To better understand what contains your gff file you may use a script that will provide you some statistics like this one:

gff3_sp_statistics.pl --gff augustus_drosophila.gff

How many genes have you annotated ?

It is of interest to view your annotation in a genome browser, this is more concrete and much nicer. A visual inspection is often the most effective way to assess the quality o your annotation.

Transfer the augustus_drosophila.gff3 to your computer using scp in a new terminal:

scp -i ~/.ssh/azure_rsa student@__IP__:/home/student/annotation_course/practical1/augustus/augustus_drosophila.gff .

We have made a genome browser called Webapollo available for you on the address http://annotation-prod.scilifelab.se:8080/NBIS_course/. Load the file in into the genome portal called drosophila_melanogaster_chr4. Here find the WebApollo instruction.
The official Ensembl annotation is available in the genome browser. How does the Augustus annotation compare with the Ensembl annotation? Are they identical?

Exercise 4 - Augustus with yeast models:
Run augustus on the same genome file but using settings for yeast instead (change species to saccharomyces).

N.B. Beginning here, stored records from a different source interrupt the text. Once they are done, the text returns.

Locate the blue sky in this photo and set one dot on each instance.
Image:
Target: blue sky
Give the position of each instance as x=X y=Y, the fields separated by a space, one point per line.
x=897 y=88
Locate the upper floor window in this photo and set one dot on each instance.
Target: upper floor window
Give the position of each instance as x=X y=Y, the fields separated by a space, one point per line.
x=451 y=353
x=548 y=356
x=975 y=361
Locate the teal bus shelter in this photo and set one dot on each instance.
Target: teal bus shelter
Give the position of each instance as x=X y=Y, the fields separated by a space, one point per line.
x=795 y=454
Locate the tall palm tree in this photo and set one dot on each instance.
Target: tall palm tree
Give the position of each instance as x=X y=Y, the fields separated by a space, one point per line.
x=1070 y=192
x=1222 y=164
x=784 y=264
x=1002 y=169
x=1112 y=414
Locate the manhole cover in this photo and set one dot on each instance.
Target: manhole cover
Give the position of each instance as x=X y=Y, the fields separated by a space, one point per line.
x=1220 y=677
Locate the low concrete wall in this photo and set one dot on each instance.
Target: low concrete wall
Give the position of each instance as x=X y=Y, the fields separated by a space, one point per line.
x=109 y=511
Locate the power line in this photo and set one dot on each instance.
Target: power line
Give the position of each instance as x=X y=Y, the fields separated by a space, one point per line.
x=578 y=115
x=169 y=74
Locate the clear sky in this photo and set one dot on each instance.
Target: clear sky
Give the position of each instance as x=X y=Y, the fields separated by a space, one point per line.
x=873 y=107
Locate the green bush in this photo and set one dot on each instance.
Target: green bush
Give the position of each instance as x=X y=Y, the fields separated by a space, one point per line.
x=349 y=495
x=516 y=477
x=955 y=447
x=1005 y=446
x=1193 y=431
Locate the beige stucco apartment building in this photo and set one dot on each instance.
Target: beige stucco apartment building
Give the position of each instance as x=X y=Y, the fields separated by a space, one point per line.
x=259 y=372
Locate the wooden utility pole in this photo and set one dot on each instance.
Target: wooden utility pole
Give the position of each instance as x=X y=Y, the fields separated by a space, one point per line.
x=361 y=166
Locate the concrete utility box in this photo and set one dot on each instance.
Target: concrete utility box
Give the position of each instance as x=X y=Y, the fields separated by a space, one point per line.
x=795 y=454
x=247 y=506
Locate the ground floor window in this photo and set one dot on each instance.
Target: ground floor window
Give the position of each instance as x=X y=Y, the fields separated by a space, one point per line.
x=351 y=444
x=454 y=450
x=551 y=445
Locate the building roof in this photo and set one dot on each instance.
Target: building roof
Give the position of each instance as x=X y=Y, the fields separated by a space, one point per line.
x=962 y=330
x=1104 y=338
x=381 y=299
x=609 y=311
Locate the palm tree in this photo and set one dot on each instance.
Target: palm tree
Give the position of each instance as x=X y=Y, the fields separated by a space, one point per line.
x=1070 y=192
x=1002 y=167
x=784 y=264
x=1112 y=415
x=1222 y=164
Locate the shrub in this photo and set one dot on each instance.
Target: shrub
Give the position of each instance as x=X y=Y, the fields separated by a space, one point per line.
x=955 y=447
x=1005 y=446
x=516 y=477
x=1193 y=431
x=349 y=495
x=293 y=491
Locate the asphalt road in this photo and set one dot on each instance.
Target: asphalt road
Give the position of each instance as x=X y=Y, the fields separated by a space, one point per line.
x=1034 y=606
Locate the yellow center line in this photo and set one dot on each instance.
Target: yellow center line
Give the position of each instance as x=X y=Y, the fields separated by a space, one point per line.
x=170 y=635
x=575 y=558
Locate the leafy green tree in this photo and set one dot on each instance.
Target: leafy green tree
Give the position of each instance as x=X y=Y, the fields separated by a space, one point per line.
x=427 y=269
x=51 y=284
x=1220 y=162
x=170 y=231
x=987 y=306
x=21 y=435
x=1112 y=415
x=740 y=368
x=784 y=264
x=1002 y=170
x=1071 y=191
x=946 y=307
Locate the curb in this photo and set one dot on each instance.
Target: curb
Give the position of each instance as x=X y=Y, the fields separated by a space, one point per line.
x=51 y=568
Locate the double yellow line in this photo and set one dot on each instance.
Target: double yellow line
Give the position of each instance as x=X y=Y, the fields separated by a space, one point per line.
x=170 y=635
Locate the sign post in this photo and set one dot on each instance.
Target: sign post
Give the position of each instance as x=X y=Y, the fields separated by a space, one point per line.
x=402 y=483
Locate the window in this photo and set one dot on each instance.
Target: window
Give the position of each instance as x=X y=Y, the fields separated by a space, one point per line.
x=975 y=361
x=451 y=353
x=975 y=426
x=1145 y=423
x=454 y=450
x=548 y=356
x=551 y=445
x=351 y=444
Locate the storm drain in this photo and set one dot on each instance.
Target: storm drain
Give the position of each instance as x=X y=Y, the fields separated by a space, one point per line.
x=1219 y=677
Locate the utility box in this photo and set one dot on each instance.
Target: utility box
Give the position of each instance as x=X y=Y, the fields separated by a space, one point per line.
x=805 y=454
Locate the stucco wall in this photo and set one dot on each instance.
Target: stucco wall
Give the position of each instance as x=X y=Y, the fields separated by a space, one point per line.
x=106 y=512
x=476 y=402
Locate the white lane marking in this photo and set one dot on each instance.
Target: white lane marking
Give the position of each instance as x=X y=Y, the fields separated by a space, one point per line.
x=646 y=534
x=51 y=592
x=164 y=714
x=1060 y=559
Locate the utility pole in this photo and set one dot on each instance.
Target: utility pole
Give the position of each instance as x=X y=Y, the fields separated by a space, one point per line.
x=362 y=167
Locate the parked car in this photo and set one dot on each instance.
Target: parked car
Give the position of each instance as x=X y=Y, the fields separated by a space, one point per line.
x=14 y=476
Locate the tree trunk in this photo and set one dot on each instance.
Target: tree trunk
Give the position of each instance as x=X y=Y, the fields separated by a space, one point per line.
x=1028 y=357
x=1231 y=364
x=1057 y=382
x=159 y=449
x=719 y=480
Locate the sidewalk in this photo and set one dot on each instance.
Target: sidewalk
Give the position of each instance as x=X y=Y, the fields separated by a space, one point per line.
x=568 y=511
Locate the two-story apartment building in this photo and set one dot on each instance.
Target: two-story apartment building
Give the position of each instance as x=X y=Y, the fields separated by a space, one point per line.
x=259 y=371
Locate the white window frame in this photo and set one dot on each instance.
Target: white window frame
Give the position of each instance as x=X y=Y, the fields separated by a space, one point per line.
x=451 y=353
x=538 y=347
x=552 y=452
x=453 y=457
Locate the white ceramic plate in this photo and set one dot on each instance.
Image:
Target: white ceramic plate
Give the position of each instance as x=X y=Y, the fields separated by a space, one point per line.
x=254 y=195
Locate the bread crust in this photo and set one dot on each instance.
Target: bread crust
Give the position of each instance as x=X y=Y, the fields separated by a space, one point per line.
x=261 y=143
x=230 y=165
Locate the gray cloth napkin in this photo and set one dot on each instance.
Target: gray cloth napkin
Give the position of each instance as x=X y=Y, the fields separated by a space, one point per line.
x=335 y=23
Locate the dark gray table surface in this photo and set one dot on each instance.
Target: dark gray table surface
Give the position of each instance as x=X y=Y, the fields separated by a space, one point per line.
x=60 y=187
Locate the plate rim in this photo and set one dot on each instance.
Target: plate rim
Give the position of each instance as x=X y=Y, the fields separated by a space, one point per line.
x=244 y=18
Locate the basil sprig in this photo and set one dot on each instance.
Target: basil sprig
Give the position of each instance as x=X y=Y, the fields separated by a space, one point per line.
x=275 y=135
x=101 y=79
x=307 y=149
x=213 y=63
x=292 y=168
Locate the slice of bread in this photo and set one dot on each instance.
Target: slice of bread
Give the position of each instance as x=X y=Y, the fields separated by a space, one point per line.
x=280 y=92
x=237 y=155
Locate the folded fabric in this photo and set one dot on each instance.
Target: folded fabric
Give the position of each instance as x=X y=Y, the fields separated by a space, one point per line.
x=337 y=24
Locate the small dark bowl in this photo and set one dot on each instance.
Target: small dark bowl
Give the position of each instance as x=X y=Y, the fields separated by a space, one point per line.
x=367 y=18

Load this result file into Webapollo and compare with your earlier results. Can you based on this draw any conclusions about how a typical yeast gene differs from a typical Drosophila gene?

Closing remarks

We have seen how to assess the quality of the assembly and how to launch a quick annotation using an abinitio tool. We have also seen the importance to use a species specific hmm model into the ab initio tool. Thus, the limitation of this approach is linked to the pre-trained species that are available.